For the generator we have selected the built in Neo4jCsvElementGenerator
class, this is already
set up to be able to parse a correctly formatted Neo4j exported CSV into Gaffer elements via the
schema. If you are curious as to what the output of each operation is you can try run a subset of
this chain to see how the data changes on each one, the output should be returned back to you in the
server response section of the Swagger API.
Querying Data
Once data is loaded into the graph it is now possible to start querying the data to gain insight and
perform analytics.
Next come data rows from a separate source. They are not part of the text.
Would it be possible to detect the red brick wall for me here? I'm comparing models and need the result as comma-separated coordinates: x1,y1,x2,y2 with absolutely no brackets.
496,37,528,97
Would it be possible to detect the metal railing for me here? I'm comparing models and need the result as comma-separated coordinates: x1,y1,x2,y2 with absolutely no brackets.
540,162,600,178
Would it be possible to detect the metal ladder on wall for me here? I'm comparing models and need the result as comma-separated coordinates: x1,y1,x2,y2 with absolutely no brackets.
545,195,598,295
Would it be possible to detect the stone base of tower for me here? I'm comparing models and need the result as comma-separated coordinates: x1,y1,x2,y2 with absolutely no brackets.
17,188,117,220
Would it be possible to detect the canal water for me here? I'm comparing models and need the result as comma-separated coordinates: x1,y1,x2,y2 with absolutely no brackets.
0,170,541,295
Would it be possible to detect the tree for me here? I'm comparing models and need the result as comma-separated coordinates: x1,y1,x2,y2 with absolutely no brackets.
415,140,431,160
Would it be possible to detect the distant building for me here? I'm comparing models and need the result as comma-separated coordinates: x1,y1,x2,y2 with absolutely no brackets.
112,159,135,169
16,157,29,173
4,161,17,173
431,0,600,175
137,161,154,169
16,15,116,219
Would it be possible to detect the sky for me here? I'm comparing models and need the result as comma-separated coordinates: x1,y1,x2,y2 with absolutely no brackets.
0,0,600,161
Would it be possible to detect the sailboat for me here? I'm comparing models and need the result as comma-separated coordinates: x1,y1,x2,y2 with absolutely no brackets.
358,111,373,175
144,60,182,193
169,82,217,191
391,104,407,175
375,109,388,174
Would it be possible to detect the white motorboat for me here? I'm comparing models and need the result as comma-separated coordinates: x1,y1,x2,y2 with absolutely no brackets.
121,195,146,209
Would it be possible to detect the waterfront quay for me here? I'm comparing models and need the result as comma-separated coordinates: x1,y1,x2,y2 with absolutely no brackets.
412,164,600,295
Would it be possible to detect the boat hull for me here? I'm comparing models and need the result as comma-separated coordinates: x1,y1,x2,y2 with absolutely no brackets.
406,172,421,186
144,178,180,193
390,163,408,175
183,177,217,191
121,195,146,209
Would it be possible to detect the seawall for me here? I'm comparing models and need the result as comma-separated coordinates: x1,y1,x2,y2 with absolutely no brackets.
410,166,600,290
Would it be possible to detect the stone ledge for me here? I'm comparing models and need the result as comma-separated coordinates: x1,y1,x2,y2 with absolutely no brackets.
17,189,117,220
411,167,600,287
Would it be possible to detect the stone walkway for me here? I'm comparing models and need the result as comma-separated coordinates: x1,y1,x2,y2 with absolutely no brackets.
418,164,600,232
Querying in Gaffer can get fairly complex but generally simple queries are made
up of two parts; a Get
Operation and a View
.
Starting with the Get
operation, say we want to get all entities and edges based on their ID. To do
this we can use the GetElements
operation and set the Seed
to the vertex or edge
where we want to start the search. To demonstrate this on the example graph we can attempt to get
all entities and edges associated with the Person
entity with ID v1
.
The result from this query should return the entity associated with the v1
id along with any edges
on this vertex, which in this case is just one.
[
{
"class": "uk.gov.gchq.gaffer.data.element.Entity",
"group": "Person",
"vertex": "v1",
"properties": {
"name": "marko",
"age": 29
}
},
{
"class": "uk.gov.gchq.gaffer.data.element.Edge",
"group": "Created",
"source": "v1",
"destination": "v2",
"directed": true,
"matchedVertex": "SOURCE",
"properties": {
"weight": {
"java.lang.Float": 0.4
}
}
}
]
Filtering Data
The final bit of querying this guide will go into is how to apply a View
to a returned set of
elements. A View
in Gaffer allows you to filter, aggregate, transform and just generally
manipulate the results. In general a View
has the following possible use cases:
-
Filtering - General filtering on elements based on predicates. Filtering can be applied pre-aggregation, post aggregation and post transformation.
-
Aggregation - This is to control how similar elements are aggregated together. You can provide a subset of the schema
groupBy
properties and override the aggregation functions. -
Transformation - Transformations can be applied by providing Functions to transform properties and vertex values. This is a powerful feature, you can override the existing values or you can transform and save the new value into a new transient property.
-
Property Removal - The relevant properties you want to be returned can be controlled. You can use either
properties
orexcludeProperties
to define the list of properties to be included or excluded.
Taking the example from the previous section we will demonstrate general filtering on a query. As
before, the query returns the vertex v1
and any edges associated with it. We will now filter it to
include only edges where the weight is over a certain value. In this scenario it is analogous to
asking, "get all the Created
edges on vertex v1
that have a weight
greater than 0.3".
Tip
As you can see filtering is based around predicates which are similar to if else statements in traditional programming. For a full list of available predicates refer to the reference documentation.